In the honors program at the University of Washington, I plan on pursu-ing a career in neuroscience. Despite moving forward into my future, I couldn’t help but feel that I’d plunged back in time when I learned that my grandparents, whom I had spent so much of my childhood with, were homophobic. 

I was undeterred, certain that when I told them about my girlfriend they would move past a few outdated verses and accept me. Instead, my grandparents stopped speaking to me. “It’s not like they don’t love you still,” my mom told me. “They just don’t think God does. It’s the church, honey. It’s the church.” 

In the grand view of the world, I received a light punishment for my sexuality. Women like me have been persecuted in the name of the Christian doctrine for hundreds of years, executed for the supposed sin of homosexuality. When the church and state are one, we are victims of the law; when they are not, we are victims still of the church’s culture. While not all who follow Abrahamic religions believe that homosexuality is morally wrong, a significant number base their homophobia in faith. They say it’s not as God intended, that it’s unnatural.

In the eyes of science, however, homosexuality is entirely natural. Studies conducted over the past 50 years have found that human sexuality has many potential neurobiological sources, all of which indicate that sexual orientation, whether gay, straight, or in between, is an innate result of being human. Homosexual relations have been observed in many other species of animals as well. In fact, not so long ago, two male penguins “adopted” an egg and raised it together in a Berlin zoo. 

When it comes to acceptance of our sexual natures, I firmly believe that science should be the determining factor. We should not, cannot, allow religion to dictate the morality of homosexuality when we know it is neurologically natural. If we as a global community wish to truly evolve, we must move past the limitations of religion and realize that love is what binds humanity, no matter the orientation.
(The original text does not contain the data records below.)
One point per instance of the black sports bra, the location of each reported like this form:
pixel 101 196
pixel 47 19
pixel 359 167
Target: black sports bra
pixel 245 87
Ellianna, 18, is from Seattle and attends the University of Washington.

“I have won three awards for writing, one through the Seattle Public Library and two through my school, and I am a soon-to-be published author,” Ellianna writes. “My dream is to continue on to the neuroscience program and, after graduation, build a career as a trauma psychiatrist working with international organizations, such as Doctors Without Borders.”